Sure, this is an incomplete list – all such lists are. I didn’t even mention how – now that more and more tasks are getting computerized (and potentially exposed to the Internet), security is a real issue, as is stability. Linux has them; MS doesn’t.

And so on.

Pick your tool; make the most of it. Both Linux and MS matter; however, the balance of power is shifting toward – toward, not to – Linux. I don’t see this changing in the near future; I actually expect this trend to accelerate.

Technology Predictor Success Matrix

I wrote several days ago about a great series Tim Bray has going on his blog, which builds/evaluates a Technology Predictor Success Matrix.

Please read the series – it’s worth it – but it’s worth noting that the predictor that seemed to hold up best for a variety of technologies was the 80/20 Point: This is the point where you’re enjoying (roughly) 80 percent of the benefits after only 20 percent of the work.

While an imperfect indicator, it was the strongest of all Bray examined.

Thoughts?

More List Warm Fuzzies

I’ve spent a good part of the last couple of days creating the code and populating the List of Lists pages.

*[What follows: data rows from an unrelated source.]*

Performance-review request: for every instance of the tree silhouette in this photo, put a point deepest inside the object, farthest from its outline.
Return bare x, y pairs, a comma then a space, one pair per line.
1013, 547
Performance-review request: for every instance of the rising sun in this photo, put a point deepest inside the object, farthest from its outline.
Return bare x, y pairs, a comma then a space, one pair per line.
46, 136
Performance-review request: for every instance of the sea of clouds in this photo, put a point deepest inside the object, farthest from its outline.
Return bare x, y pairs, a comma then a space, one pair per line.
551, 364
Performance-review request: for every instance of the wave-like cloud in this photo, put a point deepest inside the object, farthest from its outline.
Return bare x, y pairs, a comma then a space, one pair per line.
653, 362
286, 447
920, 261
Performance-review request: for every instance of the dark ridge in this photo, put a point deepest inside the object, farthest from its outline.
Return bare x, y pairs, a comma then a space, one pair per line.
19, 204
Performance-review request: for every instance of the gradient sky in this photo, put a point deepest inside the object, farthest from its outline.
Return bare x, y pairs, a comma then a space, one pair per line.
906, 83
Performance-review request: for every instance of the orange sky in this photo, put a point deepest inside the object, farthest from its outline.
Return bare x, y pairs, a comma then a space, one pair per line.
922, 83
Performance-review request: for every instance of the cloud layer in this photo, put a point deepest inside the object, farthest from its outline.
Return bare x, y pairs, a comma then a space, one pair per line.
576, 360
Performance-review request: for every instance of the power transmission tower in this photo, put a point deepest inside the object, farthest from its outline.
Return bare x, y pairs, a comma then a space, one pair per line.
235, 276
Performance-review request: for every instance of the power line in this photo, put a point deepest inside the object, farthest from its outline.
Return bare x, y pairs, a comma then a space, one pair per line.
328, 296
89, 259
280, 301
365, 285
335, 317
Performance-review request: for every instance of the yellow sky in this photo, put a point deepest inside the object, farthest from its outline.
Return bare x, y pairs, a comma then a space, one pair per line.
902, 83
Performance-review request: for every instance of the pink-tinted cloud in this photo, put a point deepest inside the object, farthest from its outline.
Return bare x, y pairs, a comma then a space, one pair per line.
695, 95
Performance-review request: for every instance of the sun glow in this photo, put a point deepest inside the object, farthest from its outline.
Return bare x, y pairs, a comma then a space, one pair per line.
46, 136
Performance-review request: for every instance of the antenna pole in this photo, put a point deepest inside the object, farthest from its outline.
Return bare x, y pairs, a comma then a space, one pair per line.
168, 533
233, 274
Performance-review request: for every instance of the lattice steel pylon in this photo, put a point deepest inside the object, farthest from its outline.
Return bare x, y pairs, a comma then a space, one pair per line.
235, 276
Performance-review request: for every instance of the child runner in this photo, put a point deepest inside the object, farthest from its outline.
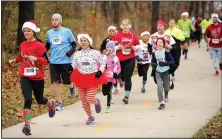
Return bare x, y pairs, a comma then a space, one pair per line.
62, 45
161, 33
178, 36
33, 57
86, 75
161, 60
198, 30
143, 58
111, 32
214, 34
113, 67
126, 53
204, 24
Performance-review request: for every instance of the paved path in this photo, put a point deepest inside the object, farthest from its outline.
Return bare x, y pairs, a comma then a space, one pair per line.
195, 99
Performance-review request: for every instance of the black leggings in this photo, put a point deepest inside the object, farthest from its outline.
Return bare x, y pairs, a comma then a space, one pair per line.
127, 68
142, 70
37, 86
107, 91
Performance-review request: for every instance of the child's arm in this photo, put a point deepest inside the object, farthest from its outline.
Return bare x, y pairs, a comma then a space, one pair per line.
118, 67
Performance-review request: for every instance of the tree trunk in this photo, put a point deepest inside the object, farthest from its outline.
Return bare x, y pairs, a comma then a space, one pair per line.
155, 14
26, 12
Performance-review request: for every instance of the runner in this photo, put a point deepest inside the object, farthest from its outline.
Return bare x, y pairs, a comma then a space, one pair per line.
204, 24
126, 41
61, 42
87, 76
214, 33
143, 58
178, 36
193, 38
161, 25
113, 66
186, 26
111, 32
161, 60
33, 57
198, 30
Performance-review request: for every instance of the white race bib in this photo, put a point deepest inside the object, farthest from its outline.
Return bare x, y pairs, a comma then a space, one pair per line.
126, 51
56, 40
185, 33
30, 71
215, 41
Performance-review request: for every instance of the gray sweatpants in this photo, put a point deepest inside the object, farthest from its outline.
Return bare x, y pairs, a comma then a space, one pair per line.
163, 82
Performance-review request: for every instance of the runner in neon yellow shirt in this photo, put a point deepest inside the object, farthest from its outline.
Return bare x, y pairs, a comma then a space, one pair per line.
178, 36
204, 24
186, 26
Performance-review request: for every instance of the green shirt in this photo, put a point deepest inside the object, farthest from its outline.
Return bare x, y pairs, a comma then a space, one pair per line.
176, 33
205, 23
185, 26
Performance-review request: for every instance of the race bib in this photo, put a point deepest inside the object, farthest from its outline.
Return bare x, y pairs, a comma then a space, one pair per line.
215, 41
30, 71
159, 58
56, 41
185, 33
126, 51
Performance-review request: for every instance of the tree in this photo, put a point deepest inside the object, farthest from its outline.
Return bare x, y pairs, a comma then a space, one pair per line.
155, 14
26, 13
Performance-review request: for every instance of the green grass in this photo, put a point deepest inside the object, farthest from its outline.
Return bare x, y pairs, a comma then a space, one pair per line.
213, 129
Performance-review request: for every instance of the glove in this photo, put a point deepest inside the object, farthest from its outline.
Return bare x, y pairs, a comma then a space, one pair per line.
161, 63
153, 65
115, 75
68, 54
98, 74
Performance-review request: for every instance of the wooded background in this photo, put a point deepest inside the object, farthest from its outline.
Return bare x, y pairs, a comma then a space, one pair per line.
93, 17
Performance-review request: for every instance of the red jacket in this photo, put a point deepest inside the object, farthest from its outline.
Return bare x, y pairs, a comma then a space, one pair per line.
36, 49
128, 40
214, 32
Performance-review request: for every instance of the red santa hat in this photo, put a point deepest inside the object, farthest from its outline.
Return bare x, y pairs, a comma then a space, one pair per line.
161, 22
85, 35
217, 16
31, 25
144, 32
112, 27
184, 13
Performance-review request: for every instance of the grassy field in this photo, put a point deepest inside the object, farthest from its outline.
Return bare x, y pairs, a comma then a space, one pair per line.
12, 98
213, 129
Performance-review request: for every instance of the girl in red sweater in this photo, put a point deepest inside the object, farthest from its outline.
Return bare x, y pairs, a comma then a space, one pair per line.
32, 56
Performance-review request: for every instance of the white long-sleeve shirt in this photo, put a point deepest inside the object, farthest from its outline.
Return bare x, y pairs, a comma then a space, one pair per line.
88, 61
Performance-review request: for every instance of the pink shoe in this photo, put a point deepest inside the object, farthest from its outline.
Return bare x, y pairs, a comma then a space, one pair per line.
116, 92
122, 84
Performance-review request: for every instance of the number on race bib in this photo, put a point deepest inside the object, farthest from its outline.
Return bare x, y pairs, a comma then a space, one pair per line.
56, 40
126, 51
30, 71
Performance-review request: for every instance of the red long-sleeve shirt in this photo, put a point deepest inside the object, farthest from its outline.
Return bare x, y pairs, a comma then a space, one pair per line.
214, 32
34, 48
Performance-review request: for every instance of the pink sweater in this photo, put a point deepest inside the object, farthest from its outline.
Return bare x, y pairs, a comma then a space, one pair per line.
113, 66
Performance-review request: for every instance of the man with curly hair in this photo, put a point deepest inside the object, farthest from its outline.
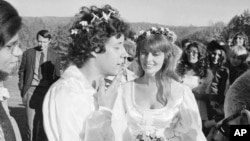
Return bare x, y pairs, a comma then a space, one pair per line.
78, 107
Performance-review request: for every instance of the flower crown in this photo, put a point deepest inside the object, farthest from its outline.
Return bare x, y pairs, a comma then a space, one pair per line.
171, 36
85, 26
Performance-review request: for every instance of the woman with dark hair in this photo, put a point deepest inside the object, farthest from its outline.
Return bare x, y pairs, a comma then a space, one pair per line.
194, 72
240, 38
10, 24
77, 107
156, 105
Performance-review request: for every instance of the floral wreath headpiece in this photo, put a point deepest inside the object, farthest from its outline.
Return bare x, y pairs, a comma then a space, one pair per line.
85, 26
171, 36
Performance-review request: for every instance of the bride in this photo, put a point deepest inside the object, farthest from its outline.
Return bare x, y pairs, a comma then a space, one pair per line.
156, 106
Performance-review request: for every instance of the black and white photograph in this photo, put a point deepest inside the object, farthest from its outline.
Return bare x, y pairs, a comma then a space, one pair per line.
124, 70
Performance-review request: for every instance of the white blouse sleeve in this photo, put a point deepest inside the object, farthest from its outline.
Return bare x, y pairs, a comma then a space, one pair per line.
189, 127
70, 117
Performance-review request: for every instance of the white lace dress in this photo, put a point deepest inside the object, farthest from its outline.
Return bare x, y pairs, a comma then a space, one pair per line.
179, 120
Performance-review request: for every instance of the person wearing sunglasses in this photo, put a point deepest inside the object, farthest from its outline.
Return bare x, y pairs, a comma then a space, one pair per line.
236, 107
130, 64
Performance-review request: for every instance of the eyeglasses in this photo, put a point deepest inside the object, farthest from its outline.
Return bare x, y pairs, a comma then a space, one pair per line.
192, 51
130, 59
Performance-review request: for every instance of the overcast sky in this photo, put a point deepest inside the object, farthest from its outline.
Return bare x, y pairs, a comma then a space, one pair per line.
167, 12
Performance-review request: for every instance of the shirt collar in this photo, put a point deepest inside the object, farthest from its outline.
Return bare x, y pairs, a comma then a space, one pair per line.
74, 72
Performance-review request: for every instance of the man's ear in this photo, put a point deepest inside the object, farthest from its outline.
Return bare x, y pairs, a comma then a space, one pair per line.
94, 54
245, 117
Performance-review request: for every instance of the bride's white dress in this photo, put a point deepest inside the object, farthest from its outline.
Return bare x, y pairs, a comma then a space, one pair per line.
179, 120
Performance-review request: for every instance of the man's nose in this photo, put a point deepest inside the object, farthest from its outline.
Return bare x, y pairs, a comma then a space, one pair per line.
17, 51
124, 53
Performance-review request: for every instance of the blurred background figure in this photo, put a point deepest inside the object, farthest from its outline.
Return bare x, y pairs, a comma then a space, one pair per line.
10, 24
194, 72
236, 108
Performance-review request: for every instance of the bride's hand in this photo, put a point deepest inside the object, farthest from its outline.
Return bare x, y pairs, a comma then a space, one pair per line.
107, 98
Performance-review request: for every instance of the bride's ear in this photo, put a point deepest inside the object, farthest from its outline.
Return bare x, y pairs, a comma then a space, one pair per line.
245, 117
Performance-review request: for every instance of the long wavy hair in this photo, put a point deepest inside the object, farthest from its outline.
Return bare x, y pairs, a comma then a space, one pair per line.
202, 63
155, 43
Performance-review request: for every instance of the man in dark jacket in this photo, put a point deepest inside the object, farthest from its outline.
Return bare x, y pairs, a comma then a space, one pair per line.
40, 67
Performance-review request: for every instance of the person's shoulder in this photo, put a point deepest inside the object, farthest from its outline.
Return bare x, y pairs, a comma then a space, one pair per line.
30, 50
53, 51
178, 88
127, 85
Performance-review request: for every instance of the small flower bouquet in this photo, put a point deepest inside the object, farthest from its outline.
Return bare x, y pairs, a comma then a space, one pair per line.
148, 136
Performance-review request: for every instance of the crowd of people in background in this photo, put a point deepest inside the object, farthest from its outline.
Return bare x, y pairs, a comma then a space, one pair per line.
122, 88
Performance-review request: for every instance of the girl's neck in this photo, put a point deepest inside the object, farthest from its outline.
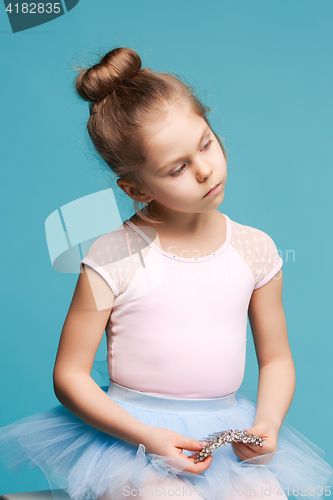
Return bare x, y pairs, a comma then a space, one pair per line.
181, 223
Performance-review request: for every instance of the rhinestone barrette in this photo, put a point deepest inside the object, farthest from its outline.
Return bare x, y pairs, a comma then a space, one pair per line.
222, 438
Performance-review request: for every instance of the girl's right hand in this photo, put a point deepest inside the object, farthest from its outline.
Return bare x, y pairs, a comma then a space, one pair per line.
167, 443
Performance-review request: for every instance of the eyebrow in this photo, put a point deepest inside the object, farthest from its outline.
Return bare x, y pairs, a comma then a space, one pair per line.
171, 163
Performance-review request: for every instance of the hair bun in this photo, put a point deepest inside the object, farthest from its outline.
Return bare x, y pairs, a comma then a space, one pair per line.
120, 64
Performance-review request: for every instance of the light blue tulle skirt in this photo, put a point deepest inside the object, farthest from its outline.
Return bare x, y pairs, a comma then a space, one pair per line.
89, 464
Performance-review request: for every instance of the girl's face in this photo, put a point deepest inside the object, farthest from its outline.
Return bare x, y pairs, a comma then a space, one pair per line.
183, 162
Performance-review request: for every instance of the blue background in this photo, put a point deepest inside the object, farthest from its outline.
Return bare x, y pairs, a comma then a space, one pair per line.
265, 69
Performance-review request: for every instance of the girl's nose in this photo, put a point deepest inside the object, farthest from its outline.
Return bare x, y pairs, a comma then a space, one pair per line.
203, 170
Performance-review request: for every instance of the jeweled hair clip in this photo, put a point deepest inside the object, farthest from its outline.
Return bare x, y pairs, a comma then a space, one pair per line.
222, 438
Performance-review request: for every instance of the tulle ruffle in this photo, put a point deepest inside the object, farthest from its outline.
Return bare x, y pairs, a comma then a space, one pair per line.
89, 464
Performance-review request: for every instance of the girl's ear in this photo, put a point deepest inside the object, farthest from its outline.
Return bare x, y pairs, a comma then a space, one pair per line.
133, 191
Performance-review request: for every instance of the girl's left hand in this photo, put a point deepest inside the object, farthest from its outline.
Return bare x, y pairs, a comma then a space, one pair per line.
265, 429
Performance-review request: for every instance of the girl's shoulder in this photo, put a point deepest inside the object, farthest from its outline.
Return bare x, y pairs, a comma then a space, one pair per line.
258, 250
115, 256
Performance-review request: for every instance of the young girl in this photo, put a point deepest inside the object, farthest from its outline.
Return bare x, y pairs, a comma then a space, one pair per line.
172, 287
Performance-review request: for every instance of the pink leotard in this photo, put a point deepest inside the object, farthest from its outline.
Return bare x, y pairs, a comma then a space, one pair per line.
178, 325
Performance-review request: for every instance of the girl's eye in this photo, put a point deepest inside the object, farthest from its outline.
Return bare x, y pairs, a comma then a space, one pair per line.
178, 171
206, 146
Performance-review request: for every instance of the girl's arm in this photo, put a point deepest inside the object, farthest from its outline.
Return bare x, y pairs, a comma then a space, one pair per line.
276, 383
81, 335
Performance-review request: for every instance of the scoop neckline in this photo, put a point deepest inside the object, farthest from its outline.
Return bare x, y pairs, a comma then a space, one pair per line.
183, 259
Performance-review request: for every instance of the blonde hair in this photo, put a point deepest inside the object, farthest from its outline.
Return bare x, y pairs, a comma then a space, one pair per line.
124, 97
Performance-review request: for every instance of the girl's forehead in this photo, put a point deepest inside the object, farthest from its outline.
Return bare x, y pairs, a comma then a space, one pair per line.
177, 125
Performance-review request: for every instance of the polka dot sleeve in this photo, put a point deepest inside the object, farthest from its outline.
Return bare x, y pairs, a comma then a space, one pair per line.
258, 251
117, 257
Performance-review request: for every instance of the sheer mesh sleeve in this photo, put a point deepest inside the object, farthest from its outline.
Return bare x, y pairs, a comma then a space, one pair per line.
258, 251
117, 256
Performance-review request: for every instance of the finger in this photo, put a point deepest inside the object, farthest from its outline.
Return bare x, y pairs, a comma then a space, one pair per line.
192, 444
244, 452
185, 463
200, 466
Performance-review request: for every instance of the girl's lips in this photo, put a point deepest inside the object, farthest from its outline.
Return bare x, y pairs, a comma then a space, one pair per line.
213, 191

It’s been fun, and a learning experience.

The last code enhancement is to dynamically create a pulldown (onChange) menu that will take one to whatever page is selected – remember, these are static pages that are written out. Pretty cool, and – really – not that hard to do.

It’s been fun to fill out the lists (this will always be a work in process); I’d forgotten some of the books that I pulled off the shelf to garner info for; damn, I need more time to read!

People Love Lists

I’ve added a new feature to this blog – a List of Lists.

Basically, it’s a list of movies, books and so on that I find good (or bad, as the case may be).

What’s the point?

Well, there is no point. Just something I was curious to do. Lists such as this are telling: A few items in a handful of categories and you can get a pretty good idea of an individual.

  • Conservative vs. Liberal – Likes Sontag or the movie The War Room, probably liberal. Rates Michael Moore’s books/movies/TV as overrated crap – probably conservative.
  • Intellectual vs. Not – Lots of foreign movies? Loves NPR? Probably an intellectual (Note: Intellectual != intelligence; it can equal pretentious). Dude, Where’s My Car? or anything with Chris Farley on favorite movie list? Probably not an intellectual.
  • Techie vs. Not – Has a Computer Book or Web Sites category? Techie. Lists “the Internet/Web/e-mail” as overrated or annoying. Probably not.

This list is a work in progress; items/categories are not carved in stone (in bits, ya know?).

Another tool – PHP/mySQL back end, which pushes static pages to the front end (this site) – developed.